Le choix des catégories de produits et leur classification ont utilisé une échelle de mesure de la caractéristique d’expérience ou de recherche dont les validités de contenu et de construit sont préalablement éprouvées sur 52 catégories de produits différents de ceux choisis en vue de l’expérimentation finale (Jourdan, 2001). L’échelle de notation utilisée est une échelle métrique de 1 à 10. La note 10 reflète le caractère révélé du produit de recherche (« le produit peut être complètement évalué avant l’achat à partir de sources d’informations telles que les fiches techniques ou descriptives, la presse spécialisée, le bouche à oreille ou l’examen visuel du produit et de ses caractéristiques sans essai ou usage»). La note 1 à l’inverse reflète le caractère caché du produit d’expérience (« seuls l’essai ou l’usage du produit pendant un certain temps permettent de l’évaluer complètement indépendamment des autres sources d’informations). La liste initiale de produits notés comporte 30 biens de grande consommation, 17 biens durables et 5 prestations de services. Les produits de cette liste, achetés aussi bien par les femmes que les hommes se caractérisent par leur extrême diversité. Les biens de grande consommation associent des produits dont le capital marque est a priori élevé (ex. parfum ou eau de toilette) et des produits banalisés dont la valeur de capital marque est supposée plus faible (ex. : papier-toilette, sac-poubelle). Les biens durables font alterner les biens d’équipement du foyer (ex. : lave-linge, lave-vaisselle, réfrigérateur, etc.) et les équipements de loisirs (ex. : appareil photo, caméscope, etc.).
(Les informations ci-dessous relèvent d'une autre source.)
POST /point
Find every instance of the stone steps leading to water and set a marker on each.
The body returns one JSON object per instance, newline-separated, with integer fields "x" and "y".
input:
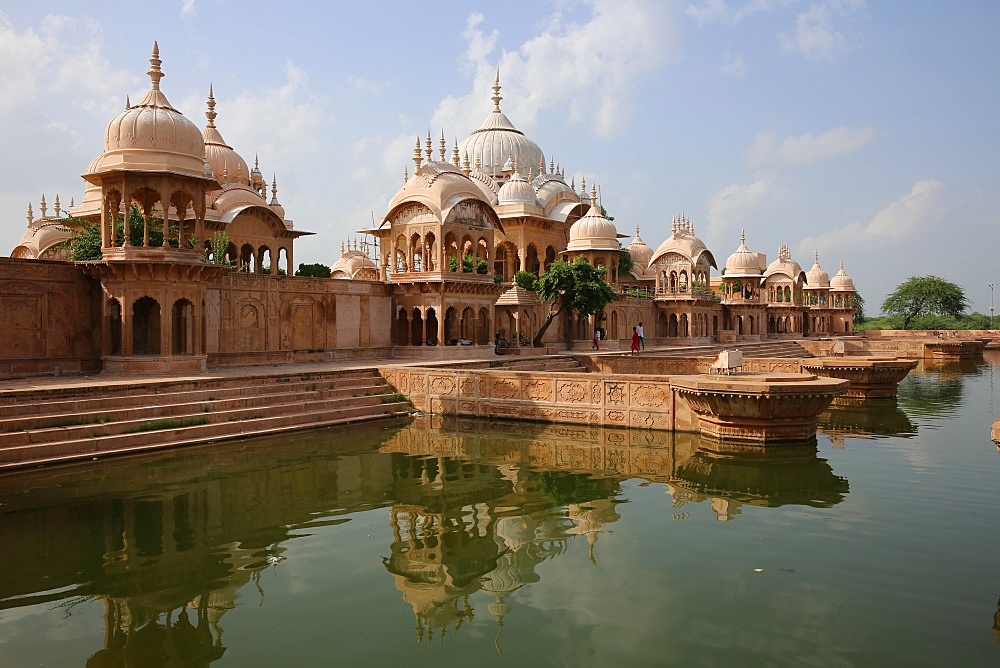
{"x": 60, "y": 424}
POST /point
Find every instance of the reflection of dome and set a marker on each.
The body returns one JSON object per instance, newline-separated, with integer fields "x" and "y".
{"x": 842, "y": 282}
{"x": 593, "y": 232}
{"x": 517, "y": 191}
{"x": 227, "y": 165}
{"x": 816, "y": 277}
{"x": 784, "y": 264}
{"x": 743, "y": 261}
{"x": 683, "y": 242}
{"x": 640, "y": 251}
{"x": 497, "y": 143}
{"x": 152, "y": 136}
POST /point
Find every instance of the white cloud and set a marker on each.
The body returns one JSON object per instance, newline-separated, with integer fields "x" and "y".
{"x": 735, "y": 66}
{"x": 816, "y": 33}
{"x": 280, "y": 123}
{"x": 712, "y": 11}
{"x": 904, "y": 221}
{"x": 63, "y": 60}
{"x": 588, "y": 71}
{"x": 808, "y": 149}
{"x": 730, "y": 208}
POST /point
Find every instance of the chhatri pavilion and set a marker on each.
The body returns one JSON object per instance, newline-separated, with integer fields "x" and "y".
{"x": 204, "y": 276}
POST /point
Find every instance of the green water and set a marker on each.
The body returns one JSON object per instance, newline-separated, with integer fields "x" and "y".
{"x": 426, "y": 543}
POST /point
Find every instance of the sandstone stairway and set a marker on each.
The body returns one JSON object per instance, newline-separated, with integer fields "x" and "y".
{"x": 109, "y": 418}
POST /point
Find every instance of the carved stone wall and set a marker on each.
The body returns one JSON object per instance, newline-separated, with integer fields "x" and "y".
{"x": 581, "y": 399}
{"x": 49, "y": 316}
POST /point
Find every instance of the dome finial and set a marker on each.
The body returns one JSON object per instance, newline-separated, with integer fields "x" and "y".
{"x": 154, "y": 67}
{"x": 496, "y": 92}
{"x": 210, "y": 114}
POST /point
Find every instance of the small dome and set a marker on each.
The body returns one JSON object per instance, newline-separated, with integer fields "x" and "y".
{"x": 517, "y": 191}
{"x": 683, "y": 242}
{"x": 842, "y": 282}
{"x": 152, "y": 136}
{"x": 497, "y": 145}
{"x": 640, "y": 251}
{"x": 784, "y": 265}
{"x": 227, "y": 166}
{"x": 354, "y": 264}
{"x": 743, "y": 261}
{"x": 593, "y": 232}
{"x": 816, "y": 277}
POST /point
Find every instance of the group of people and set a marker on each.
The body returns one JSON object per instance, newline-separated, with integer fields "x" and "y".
{"x": 638, "y": 341}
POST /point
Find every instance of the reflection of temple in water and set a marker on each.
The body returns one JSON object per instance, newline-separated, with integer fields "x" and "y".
{"x": 165, "y": 542}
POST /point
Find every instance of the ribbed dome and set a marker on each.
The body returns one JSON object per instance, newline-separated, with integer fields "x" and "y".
{"x": 152, "y": 136}
{"x": 593, "y": 232}
{"x": 743, "y": 261}
{"x": 640, "y": 251}
{"x": 227, "y": 165}
{"x": 497, "y": 141}
{"x": 517, "y": 191}
{"x": 842, "y": 282}
{"x": 784, "y": 265}
{"x": 683, "y": 241}
{"x": 816, "y": 277}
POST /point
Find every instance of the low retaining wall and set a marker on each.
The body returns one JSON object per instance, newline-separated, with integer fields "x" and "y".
{"x": 612, "y": 400}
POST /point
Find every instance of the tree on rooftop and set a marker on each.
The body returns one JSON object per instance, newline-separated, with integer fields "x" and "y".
{"x": 925, "y": 295}
{"x": 572, "y": 287}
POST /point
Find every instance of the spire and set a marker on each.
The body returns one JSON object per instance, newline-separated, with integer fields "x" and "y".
{"x": 210, "y": 114}
{"x": 154, "y": 67}
{"x": 496, "y": 92}
{"x": 274, "y": 190}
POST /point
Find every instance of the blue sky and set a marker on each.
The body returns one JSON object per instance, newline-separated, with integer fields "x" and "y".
{"x": 865, "y": 131}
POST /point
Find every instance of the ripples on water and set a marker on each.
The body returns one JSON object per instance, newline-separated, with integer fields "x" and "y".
{"x": 431, "y": 543}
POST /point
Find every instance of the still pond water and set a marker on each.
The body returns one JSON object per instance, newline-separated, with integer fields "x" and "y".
{"x": 431, "y": 544}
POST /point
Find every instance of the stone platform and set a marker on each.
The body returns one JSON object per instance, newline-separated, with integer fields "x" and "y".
{"x": 871, "y": 377}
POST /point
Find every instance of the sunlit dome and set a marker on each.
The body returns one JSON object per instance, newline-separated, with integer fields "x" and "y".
{"x": 817, "y": 277}
{"x": 743, "y": 262}
{"x": 497, "y": 143}
{"x": 593, "y": 232}
{"x": 152, "y": 136}
{"x": 842, "y": 282}
{"x": 227, "y": 165}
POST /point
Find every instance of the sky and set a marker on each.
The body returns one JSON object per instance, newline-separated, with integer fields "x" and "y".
{"x": 866, "y": 132}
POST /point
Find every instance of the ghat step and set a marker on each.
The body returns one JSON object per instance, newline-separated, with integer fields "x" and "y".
{"x": 63, "y": 423}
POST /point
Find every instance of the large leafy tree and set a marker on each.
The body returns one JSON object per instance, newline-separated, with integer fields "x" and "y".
{"x": 923, "y": 295}
{"x": 569, "y": 287}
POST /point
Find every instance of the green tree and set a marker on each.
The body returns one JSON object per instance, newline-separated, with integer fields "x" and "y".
{"x": 572, "y": 287}
{"x": 526, "y": 281}
{"x": 314, "y": 270}
{"x": 925, "y": 295}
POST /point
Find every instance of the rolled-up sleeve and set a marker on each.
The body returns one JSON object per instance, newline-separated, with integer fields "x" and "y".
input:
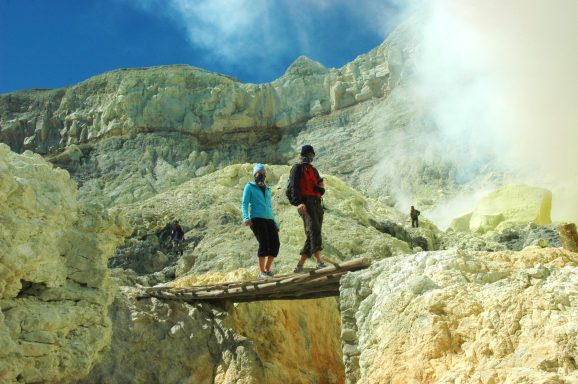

L’analyse des notes moyennes par produit nous permet de sélectionner 8 produits, à raison de 4 produits de recherche (carte de crédit, lave-linge, micro-ordinateur, téléviseur) et de 4 produits d’expérience (café, champagne, chocolat en tablette, crème glacée). Une ultime vérification nous assure que les hommes aussi bien que les femmes peuvent évaluer facilement chaque produit : les diverses fonctions en sont aisément compréhensibles, en même temps que sont préservées les caractéristiques de différenciation propres à chaque marque. 3

Pour chaque catégorie de produit, 4 marques sont sélectionnées formant un total de 32 stimuli. Les marques doivent être comparables et se situer dans des gammes voisines de performance, de fonctionnalités et de prix. Chaque marque doit avoir une présence significative sur le marché national afin que les valeurs mesurées de capital marque soient aussi « réalistes » que possible. Les critères retenus sont la notoriété, la part de marché, la part de voix publicitaire, la distribution numérique et la distribution valeur sur chaque marché. En outre, on s’efforce d’inclure lorsque cela est possible (ex. : la crème glacée) une marque de distributeur afin de mesurer le capital des marques de distribution. Les marques sélectionnées par catégorie de produits figurent dans le tableau 1.